Actuellement, face aux différentes crises sanitaires (« vaches folle », grippe aviaire, etc.) mais également à une prise de conscience générale quant aux mauvais traitements des animaux dans les centres d'élevage et d'abattage, nombreux sont ceux qui se posent la question de l'importance de la consommation de chairs animales au sein de notre alimentation.

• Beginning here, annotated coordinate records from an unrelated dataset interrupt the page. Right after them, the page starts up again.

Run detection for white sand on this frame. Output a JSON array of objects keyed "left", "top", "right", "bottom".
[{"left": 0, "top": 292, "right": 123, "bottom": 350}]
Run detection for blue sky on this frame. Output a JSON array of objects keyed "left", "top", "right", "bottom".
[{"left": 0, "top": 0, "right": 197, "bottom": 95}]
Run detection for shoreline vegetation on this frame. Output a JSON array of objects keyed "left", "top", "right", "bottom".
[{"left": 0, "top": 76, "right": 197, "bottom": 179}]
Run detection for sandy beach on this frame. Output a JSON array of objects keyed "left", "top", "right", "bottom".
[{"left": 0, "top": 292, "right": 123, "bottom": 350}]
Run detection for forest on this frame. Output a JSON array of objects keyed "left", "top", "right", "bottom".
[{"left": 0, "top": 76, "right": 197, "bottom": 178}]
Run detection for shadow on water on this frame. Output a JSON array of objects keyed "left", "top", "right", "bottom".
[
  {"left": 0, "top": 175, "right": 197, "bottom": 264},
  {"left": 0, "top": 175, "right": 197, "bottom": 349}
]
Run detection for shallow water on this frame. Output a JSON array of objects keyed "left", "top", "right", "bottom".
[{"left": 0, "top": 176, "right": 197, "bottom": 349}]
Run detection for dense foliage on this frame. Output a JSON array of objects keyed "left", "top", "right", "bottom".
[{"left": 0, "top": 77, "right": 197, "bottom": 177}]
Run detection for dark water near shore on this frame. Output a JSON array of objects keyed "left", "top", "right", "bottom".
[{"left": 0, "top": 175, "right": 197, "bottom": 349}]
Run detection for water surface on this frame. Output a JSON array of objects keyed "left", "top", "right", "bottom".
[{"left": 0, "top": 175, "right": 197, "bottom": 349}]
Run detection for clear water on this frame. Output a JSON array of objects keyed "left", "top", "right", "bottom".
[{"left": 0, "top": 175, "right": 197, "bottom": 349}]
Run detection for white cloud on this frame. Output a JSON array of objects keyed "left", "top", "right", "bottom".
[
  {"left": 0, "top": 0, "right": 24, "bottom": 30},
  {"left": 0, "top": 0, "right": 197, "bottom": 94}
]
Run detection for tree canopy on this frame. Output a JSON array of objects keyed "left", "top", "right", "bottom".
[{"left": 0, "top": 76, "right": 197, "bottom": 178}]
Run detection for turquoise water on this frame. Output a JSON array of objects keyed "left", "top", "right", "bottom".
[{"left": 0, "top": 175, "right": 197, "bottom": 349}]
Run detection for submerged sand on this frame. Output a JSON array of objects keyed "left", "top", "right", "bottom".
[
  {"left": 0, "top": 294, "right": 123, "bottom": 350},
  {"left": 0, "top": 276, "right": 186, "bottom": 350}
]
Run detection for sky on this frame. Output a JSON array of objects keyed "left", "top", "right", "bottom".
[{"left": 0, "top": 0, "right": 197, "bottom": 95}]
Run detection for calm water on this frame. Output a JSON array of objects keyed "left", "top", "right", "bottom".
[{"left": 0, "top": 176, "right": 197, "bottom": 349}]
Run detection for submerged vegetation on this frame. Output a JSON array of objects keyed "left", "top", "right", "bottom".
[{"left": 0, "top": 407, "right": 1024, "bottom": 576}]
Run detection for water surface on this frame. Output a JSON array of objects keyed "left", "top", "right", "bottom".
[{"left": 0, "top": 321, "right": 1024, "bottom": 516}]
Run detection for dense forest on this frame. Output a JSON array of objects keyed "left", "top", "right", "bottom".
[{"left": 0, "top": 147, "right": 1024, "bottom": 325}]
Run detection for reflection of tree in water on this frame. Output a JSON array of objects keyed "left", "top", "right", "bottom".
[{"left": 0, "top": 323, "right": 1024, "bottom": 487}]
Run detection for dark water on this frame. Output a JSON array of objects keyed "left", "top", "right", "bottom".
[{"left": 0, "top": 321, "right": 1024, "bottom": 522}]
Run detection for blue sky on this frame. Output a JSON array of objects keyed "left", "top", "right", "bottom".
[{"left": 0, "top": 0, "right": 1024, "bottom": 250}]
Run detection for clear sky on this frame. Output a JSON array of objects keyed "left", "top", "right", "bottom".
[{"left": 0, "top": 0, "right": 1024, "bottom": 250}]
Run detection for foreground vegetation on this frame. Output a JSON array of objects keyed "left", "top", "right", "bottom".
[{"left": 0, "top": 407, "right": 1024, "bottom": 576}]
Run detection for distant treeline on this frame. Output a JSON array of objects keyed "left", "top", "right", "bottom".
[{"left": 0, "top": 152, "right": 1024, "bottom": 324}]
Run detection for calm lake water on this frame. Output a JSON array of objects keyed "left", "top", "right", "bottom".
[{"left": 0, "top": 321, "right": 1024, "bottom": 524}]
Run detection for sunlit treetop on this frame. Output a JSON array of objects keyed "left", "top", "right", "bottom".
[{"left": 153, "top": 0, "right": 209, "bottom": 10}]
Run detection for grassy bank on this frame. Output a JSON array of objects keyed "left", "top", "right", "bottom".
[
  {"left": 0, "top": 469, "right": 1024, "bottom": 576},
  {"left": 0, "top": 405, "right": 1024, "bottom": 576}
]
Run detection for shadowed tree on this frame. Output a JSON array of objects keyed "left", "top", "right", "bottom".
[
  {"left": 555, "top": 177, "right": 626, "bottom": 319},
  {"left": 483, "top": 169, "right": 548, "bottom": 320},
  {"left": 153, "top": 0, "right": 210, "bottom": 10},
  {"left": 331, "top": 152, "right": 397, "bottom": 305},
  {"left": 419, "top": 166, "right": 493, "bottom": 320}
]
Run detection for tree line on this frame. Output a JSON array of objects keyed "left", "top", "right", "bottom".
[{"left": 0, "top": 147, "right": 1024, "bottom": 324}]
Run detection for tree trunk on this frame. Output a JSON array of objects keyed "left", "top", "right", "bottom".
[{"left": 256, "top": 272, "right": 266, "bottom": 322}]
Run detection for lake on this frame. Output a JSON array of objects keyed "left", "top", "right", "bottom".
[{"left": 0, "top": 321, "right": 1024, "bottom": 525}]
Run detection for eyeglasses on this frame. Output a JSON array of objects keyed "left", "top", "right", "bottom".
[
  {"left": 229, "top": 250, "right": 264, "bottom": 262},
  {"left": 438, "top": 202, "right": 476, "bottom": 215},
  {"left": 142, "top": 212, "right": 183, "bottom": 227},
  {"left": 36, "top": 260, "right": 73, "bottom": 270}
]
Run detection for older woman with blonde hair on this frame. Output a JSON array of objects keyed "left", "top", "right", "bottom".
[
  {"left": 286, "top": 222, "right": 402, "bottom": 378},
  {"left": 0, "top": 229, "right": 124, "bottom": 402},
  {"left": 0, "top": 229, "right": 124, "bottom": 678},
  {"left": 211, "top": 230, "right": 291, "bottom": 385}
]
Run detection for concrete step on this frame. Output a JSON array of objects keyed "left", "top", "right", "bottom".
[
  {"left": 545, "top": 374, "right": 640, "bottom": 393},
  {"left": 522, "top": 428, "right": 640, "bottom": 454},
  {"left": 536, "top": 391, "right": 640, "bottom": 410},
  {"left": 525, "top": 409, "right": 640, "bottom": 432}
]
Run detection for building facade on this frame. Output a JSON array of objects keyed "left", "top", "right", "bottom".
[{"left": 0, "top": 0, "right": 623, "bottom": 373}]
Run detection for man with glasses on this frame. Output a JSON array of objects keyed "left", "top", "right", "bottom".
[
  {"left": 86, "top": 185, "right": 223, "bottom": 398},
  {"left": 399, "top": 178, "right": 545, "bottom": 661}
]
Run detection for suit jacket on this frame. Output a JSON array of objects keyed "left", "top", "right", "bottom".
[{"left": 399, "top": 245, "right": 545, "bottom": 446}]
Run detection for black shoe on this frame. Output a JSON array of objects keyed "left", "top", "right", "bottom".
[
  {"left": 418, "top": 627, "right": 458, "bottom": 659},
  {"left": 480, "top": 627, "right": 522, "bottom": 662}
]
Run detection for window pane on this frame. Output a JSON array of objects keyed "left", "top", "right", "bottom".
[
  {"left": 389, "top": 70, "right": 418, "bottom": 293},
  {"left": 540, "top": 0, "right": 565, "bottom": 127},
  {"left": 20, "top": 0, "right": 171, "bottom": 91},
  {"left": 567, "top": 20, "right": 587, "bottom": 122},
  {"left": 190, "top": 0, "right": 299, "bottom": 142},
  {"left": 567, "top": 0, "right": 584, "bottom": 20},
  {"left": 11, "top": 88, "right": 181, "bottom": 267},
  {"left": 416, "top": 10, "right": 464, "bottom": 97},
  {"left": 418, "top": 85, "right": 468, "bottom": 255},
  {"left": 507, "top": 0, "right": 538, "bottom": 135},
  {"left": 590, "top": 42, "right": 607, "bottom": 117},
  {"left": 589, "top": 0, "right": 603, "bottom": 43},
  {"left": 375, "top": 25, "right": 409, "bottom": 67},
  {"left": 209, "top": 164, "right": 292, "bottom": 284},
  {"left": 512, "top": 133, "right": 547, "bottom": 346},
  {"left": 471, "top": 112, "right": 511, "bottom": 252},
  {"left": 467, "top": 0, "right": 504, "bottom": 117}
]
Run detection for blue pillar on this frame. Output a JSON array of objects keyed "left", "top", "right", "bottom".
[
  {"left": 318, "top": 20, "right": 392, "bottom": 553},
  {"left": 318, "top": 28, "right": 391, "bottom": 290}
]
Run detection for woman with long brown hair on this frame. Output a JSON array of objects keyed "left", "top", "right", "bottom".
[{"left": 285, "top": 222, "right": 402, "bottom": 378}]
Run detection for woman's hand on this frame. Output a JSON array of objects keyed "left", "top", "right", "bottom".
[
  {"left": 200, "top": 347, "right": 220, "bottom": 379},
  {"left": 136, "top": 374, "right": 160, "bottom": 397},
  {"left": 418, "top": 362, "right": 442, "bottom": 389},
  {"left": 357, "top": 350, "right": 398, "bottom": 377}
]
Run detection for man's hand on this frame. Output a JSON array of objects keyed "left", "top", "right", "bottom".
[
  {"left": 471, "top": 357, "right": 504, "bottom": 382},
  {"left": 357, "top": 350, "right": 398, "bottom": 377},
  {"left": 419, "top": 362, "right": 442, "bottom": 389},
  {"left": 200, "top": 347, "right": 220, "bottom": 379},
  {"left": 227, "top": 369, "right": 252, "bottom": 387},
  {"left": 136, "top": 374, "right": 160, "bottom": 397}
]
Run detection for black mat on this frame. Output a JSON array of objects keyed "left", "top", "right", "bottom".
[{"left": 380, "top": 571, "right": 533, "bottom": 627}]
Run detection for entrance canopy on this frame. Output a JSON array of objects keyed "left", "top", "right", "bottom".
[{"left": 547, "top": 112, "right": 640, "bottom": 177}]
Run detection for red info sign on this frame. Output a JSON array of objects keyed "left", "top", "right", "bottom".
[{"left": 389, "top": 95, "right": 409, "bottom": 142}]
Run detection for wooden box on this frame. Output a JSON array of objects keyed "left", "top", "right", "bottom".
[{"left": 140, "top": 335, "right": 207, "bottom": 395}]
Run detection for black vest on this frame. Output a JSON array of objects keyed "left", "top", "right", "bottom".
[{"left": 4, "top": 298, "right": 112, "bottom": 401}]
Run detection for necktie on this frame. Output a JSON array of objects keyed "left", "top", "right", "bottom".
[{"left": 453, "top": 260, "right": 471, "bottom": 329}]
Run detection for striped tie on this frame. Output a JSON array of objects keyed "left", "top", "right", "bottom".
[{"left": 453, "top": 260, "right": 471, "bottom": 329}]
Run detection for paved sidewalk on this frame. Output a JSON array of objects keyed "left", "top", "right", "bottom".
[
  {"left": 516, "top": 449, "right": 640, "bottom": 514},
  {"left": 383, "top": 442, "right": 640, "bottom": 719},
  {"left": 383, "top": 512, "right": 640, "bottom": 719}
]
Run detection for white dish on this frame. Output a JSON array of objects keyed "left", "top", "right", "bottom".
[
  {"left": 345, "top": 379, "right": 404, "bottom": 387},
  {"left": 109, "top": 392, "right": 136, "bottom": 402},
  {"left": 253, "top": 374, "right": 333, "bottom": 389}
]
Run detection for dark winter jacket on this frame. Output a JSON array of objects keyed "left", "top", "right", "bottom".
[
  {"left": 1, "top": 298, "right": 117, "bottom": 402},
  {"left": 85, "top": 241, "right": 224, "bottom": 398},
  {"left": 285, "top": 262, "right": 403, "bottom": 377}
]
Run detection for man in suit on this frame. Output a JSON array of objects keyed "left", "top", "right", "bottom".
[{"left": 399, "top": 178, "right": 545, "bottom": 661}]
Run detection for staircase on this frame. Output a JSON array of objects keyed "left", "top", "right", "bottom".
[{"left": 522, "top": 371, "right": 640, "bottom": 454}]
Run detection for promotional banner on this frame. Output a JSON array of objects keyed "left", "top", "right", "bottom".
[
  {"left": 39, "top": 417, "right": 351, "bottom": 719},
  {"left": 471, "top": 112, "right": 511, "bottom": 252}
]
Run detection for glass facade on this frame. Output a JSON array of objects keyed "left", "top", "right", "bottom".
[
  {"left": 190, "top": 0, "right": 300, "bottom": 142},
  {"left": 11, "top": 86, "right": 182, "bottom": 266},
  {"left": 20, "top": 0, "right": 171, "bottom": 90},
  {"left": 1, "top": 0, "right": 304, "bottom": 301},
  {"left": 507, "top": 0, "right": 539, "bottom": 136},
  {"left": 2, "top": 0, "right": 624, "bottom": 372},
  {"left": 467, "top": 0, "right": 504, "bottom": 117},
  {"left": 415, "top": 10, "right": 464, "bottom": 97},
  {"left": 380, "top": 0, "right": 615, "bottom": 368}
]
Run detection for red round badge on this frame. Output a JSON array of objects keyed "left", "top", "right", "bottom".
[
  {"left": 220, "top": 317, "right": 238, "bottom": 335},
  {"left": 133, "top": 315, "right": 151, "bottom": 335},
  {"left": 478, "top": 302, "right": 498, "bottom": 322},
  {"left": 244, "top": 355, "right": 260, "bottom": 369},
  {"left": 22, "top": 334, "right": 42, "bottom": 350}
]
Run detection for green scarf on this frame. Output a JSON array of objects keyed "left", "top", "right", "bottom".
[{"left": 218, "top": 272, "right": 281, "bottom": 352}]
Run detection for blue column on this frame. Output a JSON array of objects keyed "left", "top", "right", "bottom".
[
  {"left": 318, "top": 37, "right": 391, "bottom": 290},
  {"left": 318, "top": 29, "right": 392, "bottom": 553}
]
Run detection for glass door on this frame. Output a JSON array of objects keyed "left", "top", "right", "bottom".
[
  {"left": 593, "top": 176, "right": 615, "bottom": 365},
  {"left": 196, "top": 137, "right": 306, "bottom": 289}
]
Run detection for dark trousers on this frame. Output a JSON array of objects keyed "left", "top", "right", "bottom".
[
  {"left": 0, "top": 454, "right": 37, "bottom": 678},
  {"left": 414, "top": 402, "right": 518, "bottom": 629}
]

  • Le végétarien fait le choix de ne pas consommer les produits nécessitant l'abattage d'un animal : viande mais également poissons, coquillages et crustacés.
  • Le végétalien préfère ne pas s'alimenter de produits d'origine animale. Vont donc s'ajouter à la liste des interdits : les œufs et les produits laitiers (lait, fromages et yaourts). En dehors de la souffrance impliquée par l'abattage souvent peu respecté dans l'industrie, les végétaliens prennent également en compte les inséminations artificielles dans le but d'obtenir du lait, ainsi que les petits souvent séparés très prématurément de leur mère afin d'utiliser la totalité du lait fourni.
  • Le végan, quant à lui, a des considérations qui dépassent le champ alimentaire. En effet, il n'utilise aucun produit issu de l'animal d'un point de vue vestimentaire, cosmétique ou ménager.
fruits
Une alimentation végétarienne ou végétalienne reste compatible avec un sport à condition de prendre certaines précautions

Actuellement, face au questionnement toujours croissant des consommateurs, vient d'éclore un nouveau courant de pensée : le flexitarisme. Ce dernier ne supprime rien de son alimentation mais favorise une consommation raisonnée (viande de bonne qualité achetée en boucherie, issue d'animaux élevés dans le respect et abattus dans l'indolence, œufs de poules élevées en plein air et nourries sans OGM, ...). Ainsi, les flexitariens préféreront consommer de la viande de qualité une à deux fois par semaine plutôt que des produits de qualité moindre au quotidien.

Coupons la tête aux idées reçues

  • « Les produits carnés au sein de l'alimentation humaine sont indispensables pour éviter les carences » :
     
    Faux. En effet, de nombreuses ethnies actuelles ou historiques ne consommaient que très peu de viandes. Une consommation excessive de produits carnés est attachée au développement du mode de vie occidentale. Les recherches récentes tendent à prouver qu'une consommation excessive de produits carnés nuirait à la santé (cancer colorectal, ...).
  • « Si je fais du sport, je dois consommer plus de protéines. » :
     
    Faux. Un apport augmenté en protéines peut éventuellement être intéressant pour la prise de masse musculaire, sinon il n'est guère judicieux d'accroître ce nutriment de manière excessive.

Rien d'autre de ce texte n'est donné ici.